RESULT_PREDICTION_CALLBACK = None

sub_dir = time.strftime("%Y_%m_%d-%H_%M_%S", time.localtime())

# Data preprocessing
### create predict_dir by move random pictures from test_dir  
#### remove and copy test_dir

In [4]:
TEST_COPY_DIR = './data/test_dir'
PREDICT_DIR = './data/predict_dir'

# delete folder if exist
if exists(TEST_COPY_DIR) and isdir(TEST_COPY_DIR):
    shutil.rmtree(TEST_COPY_DIR)
print('remove if exist test_dir success')

if exists(PREDICT_DIR) and isdir(PREDICT_DIR):
    shutil.rmtree(PREDICT_DIR)
print('remove if exist predict_dir success')

#copy test as test_dir, there are result as list of copy files
# from distutils.dir_util import copy_tree
# copy_tree('./data/test','./data/test_dir')
from subprocess import call
call(['cp','-a', TEST_DIR, TEST_COPY_DIR])
print('copy test to test_dir success')

remove if exist test_dir success
remove if exist predict_dir success
copy test to test_dir success


#### create predict_dir and random moving images

In [5]:
#random select images
CATEGORIES = ['0','1','2','3','4','5','6','7']
IMAGES_PER_FOLDER = 3

import random
for category in CATEGORIES:
    
    path_ct = join(TEST_COPY_DIR,category)
    path_pd = join(PREDICT_DIR, category)
    
    if not exists(path_pd):
        os.makedirs(path_pd)
    
    image_list = os.listdir(path_ct)
    random.shuffle(image_list)
    
    for img in image_list[:IMAGES_PER_FOLDER]:
        path_src = join(path_ct,img)
        path_des = join(path_pd,img)
        shutil.move(path_src, path_des)
    
    print('copy - category:',category, image_list[:IMAGES_PER_FOLDER])
    
    

copy - category: 0 ['2506.png', '3641.png', '9631.png']
copy - category: 1 ['7784.png', '2555.png', '1955.png']
copy - category: 2 ['6655.png', '507.png', '1713.png']
copy - category: 3 ['1017.png', '6354.png', '4301.png']
copy - category: 4 ['510.png', '6733.png', '5105.png']
copy - category: 5 ['6708.png', '4340.png', '8349.png']
copy - category: 6 ['1421.png', '4295.png', '1443.png']
copy - category: 7 ['10121.png', '6196.png', '3401.png']


# WorkFlow

### Keras to TensorRT
![alt text](pictures/Keras_to_TensorRT.png)

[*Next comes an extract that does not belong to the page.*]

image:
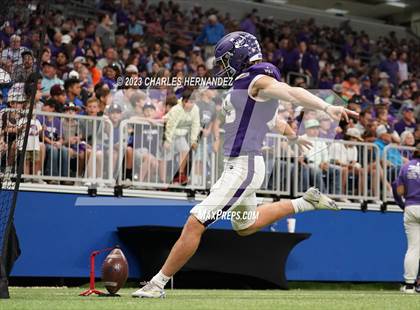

### Tensorflow to TensorRT
![alt text](pictures/tf-trt_workflow.png)

## a0. Convert Keras to Tensorflow model and a) Read input Tensorflow model
##### don't need to read input Tensorflow because i don't save .mega tensorflow file from keras
### Build Keras model (Declare + Train)
#### a.1) Declare Model

In [9]:
model = Sequential([
    # Layer 1
    Conv2D(filters=32, kernel_size=(3, 3), activation='relu', input_shape=DATA_SHAPE, name='input_tensor'),
    MaxPooling2D(pool_size=(2, 2)),
    # Layer 2
    Conv2D(filters=64, kernel_size=(3, 3), activation='relu'),
    MaxPooling2D(pool_size=(2, 2)),
    # Layer 3
    Conv2D(filters=128, kernel_size=(3, 3), activation='relu'),
    MaxPooling2D(pool_size=(2, 2)),
    # Layer 4
    Conv2D(filters=128, kernel_size=(3, 3), activation='relu'),
    MaxPooling2D(pool_size=(2, 2)),
    # flattening the model for fully connected layer
    Flatten(),
    Dropout(rate=0.5),
    # fully connected layer
    Dense(units=512, activation='relu'),
    # output layer
    Dense(units=TARGET_SHAPE, activation='softmax', name='output_tensor'),
])

# Compilile the network
model.compile(loss='categorical_crossentropy',
                    optimizer=OPTIMIZER,
                    metrics=['categorical_accuracy'])

model.summary()

_________________________________________________________________
Layer (type)                 Output Shape              Param #   
input_tensor (Conv2D)        (None, 98, 98, 32)        896       
_________________________________________________________________
max_pooling2d_1 (MaxPooling2 (None, 49, 49, 32)        0         
_________________________________________________________________
conv2d_1 (Conv2D)            (None, 47, 47, 64)        18496     
_________________________________________________________________
max_pooling2d_2 (MaxPooling2 (None, 23, 23, 64)        0         
_________________________________________________________________
conv2d_2 (Conv2D)            (None, 21, 21, 128)       73856     
_________________________________________________________________
max_pooling2d_3 (MaxPooling2 (None, 10, 10, 128)       0         
_________________________________________________________________
conv2d_3 (Conv2D)            (None, 8, 8, 128)         147584    
__________

#### a.2) create generator

In [10]:
train_datagen = ImageDataGenerator(
    rescale=1 / 255,
    rotation_range=20,
    width_shift_range=0.1,
    height_shift_range=0.1,
    shear_range=0.1,
    zoom_range=0.1
)

val_datagen = ImageDataGenerator(rescale=1 / 255)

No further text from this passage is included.